Wendy, I'll take this one. The GC007g is a very unique product. And the unmet need compared to other indications are relatively small. So our plan has been limited this product development in China. So we don't have intention to head on another one on our pipeline to U.S.

Okay. And then regarding the SLE trials, can you just talk a little bit more about how the design of the U.S. SLE trial will be structured in terms of the patient enrollment characteristics relative to the IIT in China? Are they relatively similar?

It will be too early to elaborate the designs of SLE trial in the U.S. It's early. The purpose of the IIT is exactly to test out what will be the dose, what would be the endpoints enrollment criteria and all these will be evaluated through the trials, IIT trial, while we are preparing for R&D filing in the U.S. but happy (inaudible) we have gained a lot of insight so the first few patients. But at this moment, it's too early to have a review, but we do see a lot of -- we have obtained valuable information, including the dose, the safety profile, again, preliminary and the response.

Okay.
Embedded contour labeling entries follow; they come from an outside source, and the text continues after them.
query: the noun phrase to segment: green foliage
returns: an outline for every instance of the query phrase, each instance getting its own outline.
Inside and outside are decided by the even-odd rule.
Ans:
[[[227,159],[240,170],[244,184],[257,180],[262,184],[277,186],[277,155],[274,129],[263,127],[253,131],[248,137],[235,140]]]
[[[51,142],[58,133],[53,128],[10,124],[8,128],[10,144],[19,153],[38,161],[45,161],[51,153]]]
And then the last question I had was you mentioned the 9- to 12-month time frame for enrolling the r/r MM study in the United States. Can you just comment a little more in terms of the assumptions supporting that time frame? Is it a function of the competing therapies in the space and the enrollment criteria? And any additional details you can provide on that time line?

We still keep that -- like you just mentioned about right, about 10 months that we have to finish the Phase Ib, yes. And then we're going to have the EOP1 meeting with FDA, and then we'll be more clear with the next step.

Regarding the competing therapies, so far, we don't see that happening. And given the enthusiasm from those PIs of the centers. Obviously, the unmet need is clear. The features of this potential product, potential compound means a lot to the patients and the doctors. Fast turnaround, safety profile, these are still very attractive. So far, we see everything as planned.

There are no further questions at this time. Kevin Xie, I'll turn the call back over to you.

Thank you again to everyone for joining us on the call. With the strategic reprioritization of our pipeline, we are focused on advancing our highly differentiated and most competitive candidates, including the FasTCAR GC012F. The U.S. IND trial in r/r MM is now underway, and we look forward to submitting the IND filing in SLE later this year. We remain committed to pushing the boundaries of medical innovation and improving patient outcomes through our transformative therapies.

Thank you. This does conclude today's conference call. Thank you for participating. You may now disconnect.